Zwangsarbeiter-Versöhnungsfonds: 1Milliarde Schilling von ÖIAG-Beteiligungsunternehmen

Wien (OTS) - Im Sinne einer konstruktiven Lösung der Zwangsarbeiterfrage und der damit im Zusammenhang stehenden Dotierung des Österreichischen Versöhnungsfonds teilt der Vorstand der ÖIAG mit, dass die ÖIAG-Beteiligungsgesellschaften und die ÖIAG gemeinsam einen Betrag von ATS 1.000.000.000,- leisten werden.

Dieser gemeinschaftlich getroffene Entschluss wurde der Regierungsbeauftragten, Frau Dr.
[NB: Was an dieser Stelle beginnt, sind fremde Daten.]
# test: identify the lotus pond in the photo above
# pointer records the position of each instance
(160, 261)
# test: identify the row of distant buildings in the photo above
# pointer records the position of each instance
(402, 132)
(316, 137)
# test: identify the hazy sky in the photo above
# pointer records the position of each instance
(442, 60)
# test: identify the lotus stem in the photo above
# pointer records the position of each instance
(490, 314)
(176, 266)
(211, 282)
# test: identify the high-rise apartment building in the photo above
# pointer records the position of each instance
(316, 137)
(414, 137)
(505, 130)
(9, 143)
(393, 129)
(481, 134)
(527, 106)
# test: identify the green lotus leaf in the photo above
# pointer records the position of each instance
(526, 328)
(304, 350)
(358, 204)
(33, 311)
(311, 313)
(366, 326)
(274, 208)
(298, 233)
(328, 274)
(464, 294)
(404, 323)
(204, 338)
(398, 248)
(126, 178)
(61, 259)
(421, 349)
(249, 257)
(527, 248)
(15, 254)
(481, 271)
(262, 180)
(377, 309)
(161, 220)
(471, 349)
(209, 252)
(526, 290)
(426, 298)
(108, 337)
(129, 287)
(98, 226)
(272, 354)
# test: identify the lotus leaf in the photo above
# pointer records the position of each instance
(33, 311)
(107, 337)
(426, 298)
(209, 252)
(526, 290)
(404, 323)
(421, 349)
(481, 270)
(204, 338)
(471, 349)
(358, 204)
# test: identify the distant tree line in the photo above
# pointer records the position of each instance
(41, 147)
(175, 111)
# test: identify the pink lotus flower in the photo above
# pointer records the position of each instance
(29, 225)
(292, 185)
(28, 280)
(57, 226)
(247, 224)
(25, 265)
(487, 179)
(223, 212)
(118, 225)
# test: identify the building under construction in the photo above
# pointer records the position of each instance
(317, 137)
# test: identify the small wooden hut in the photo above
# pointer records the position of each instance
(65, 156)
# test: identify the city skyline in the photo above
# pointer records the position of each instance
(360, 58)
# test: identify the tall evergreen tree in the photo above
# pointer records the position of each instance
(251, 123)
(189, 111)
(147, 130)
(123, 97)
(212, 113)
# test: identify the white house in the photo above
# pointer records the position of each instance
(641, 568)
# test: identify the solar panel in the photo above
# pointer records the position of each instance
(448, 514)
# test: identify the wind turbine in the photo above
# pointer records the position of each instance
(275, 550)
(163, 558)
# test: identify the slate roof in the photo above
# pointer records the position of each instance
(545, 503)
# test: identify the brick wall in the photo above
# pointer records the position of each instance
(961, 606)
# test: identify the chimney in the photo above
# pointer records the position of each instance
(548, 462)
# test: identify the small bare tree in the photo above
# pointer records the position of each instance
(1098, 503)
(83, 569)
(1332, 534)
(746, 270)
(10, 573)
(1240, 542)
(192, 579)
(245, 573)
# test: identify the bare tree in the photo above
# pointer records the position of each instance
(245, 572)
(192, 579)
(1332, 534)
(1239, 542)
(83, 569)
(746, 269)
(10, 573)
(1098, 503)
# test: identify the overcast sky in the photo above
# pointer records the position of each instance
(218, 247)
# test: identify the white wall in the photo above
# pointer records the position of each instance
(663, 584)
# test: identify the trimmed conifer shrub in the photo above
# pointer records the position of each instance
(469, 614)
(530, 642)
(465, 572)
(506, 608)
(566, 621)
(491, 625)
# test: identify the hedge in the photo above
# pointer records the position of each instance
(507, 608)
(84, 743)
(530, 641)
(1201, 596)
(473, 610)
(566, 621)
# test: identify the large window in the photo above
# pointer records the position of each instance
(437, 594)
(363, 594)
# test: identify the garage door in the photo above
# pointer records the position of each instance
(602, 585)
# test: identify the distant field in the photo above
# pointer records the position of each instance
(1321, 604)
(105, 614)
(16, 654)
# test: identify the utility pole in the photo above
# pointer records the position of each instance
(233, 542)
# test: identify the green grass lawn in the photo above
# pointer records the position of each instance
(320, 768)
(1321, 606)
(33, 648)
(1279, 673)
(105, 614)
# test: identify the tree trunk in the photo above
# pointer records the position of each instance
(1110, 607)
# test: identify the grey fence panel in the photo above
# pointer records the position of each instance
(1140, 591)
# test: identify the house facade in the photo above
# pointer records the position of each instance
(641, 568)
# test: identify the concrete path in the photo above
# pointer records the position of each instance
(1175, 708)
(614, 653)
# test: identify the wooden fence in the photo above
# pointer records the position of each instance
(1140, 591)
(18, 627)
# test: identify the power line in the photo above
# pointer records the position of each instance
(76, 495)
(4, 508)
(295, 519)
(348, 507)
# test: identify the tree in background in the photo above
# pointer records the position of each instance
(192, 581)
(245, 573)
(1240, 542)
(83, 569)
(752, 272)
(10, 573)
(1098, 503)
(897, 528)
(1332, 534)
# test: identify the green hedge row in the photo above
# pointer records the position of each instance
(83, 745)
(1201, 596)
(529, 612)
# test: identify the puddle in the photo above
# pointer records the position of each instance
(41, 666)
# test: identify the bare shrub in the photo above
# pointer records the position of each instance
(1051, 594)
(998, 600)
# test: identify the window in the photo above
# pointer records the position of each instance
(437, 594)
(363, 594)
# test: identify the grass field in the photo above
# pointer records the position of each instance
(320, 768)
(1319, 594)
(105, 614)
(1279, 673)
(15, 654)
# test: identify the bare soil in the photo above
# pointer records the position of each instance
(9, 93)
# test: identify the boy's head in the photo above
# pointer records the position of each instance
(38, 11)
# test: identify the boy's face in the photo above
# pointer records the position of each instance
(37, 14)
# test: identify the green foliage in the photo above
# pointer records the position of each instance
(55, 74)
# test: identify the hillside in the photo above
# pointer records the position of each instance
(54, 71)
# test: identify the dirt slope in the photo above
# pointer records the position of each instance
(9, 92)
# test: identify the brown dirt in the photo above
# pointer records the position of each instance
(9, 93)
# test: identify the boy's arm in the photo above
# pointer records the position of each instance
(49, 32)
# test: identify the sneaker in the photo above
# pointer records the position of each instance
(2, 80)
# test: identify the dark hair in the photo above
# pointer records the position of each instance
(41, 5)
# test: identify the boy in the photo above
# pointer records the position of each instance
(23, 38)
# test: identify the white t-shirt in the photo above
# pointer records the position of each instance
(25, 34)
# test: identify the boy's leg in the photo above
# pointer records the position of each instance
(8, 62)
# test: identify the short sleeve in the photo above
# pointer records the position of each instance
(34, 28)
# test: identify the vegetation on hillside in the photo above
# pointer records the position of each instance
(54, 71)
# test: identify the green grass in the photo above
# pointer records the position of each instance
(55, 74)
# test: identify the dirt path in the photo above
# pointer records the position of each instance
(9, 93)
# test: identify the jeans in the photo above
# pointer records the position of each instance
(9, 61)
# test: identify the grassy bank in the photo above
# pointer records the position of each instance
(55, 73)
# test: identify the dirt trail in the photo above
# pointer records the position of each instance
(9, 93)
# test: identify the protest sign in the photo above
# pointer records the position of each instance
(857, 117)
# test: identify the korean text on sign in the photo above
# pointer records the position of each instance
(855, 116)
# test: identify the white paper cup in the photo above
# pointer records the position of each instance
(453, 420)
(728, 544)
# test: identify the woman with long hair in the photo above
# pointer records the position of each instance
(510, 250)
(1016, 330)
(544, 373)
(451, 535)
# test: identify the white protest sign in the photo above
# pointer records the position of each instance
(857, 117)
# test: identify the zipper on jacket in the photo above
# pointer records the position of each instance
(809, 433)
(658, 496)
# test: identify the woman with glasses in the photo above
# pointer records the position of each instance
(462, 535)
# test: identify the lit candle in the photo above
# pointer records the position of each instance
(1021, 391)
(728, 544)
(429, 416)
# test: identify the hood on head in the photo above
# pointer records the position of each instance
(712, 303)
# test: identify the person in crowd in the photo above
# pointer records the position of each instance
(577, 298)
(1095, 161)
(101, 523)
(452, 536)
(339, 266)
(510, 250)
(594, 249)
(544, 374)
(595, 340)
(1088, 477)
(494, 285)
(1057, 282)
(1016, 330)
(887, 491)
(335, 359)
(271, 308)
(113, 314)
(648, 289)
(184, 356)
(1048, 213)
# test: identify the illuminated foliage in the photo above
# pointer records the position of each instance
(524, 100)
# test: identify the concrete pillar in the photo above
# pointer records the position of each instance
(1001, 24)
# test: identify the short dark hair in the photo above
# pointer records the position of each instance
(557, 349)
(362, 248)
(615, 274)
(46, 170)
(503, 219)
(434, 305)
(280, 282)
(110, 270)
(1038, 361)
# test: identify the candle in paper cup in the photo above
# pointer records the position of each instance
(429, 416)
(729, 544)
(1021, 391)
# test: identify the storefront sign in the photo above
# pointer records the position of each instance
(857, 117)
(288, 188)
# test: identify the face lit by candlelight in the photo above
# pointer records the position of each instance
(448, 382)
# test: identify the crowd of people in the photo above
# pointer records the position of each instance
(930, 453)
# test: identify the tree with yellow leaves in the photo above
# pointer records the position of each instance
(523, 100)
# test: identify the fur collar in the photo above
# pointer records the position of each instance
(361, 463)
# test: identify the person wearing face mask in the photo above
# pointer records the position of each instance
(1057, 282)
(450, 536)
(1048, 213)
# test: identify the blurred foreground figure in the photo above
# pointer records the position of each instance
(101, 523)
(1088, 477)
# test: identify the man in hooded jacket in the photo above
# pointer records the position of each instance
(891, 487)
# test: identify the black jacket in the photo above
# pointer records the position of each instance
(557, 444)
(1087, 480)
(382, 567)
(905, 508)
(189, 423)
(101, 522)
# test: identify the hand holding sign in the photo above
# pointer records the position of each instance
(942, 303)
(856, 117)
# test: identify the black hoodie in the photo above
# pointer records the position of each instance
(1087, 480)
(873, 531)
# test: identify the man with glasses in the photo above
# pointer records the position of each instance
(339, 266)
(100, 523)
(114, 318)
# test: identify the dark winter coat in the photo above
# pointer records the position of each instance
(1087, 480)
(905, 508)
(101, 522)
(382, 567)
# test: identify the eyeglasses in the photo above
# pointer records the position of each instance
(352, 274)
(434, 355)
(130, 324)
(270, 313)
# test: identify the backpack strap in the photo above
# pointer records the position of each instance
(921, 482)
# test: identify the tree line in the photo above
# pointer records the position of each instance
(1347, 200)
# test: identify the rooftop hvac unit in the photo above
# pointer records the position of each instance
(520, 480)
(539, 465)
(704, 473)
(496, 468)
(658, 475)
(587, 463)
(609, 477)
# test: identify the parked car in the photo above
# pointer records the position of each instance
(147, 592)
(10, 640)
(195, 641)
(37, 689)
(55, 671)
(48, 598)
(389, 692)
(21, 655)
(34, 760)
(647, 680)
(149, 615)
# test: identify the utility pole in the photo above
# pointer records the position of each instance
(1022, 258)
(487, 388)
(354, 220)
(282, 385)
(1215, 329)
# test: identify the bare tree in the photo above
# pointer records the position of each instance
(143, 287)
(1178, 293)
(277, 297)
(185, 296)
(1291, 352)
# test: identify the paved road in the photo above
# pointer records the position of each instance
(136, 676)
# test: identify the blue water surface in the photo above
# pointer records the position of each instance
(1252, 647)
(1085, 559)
Maria Schaumayer, und dem Koordinator der Wirtschaft, Herrn Generaldirektor Dr. Kessler, in der Vorwoche offiziell mitgeteilt.

Der Betrag in Höhe von ATS 1Mrd. orientiert sich an dem von Frau Dr. Maria Schaumayer als allgemeiner Richtwert genannten 2 Promille Umsatzschlüssel und umfasst darüber hinaus eine Betroffenheitskomponente in erheblichem Ausmaß, die von der ÖIAG selbst geleistet wird.

Die ÖIAG und die Beteiligungsunternehmen gehen davon aus, dass mit diesem Beitrag ein nachhaltiges Zeichen für eine rasche und konstruktive Lösung gesetzt wird und alle anderen Unternehmen der österreichischen Wirtschaft diesem Vorbild folgen werden.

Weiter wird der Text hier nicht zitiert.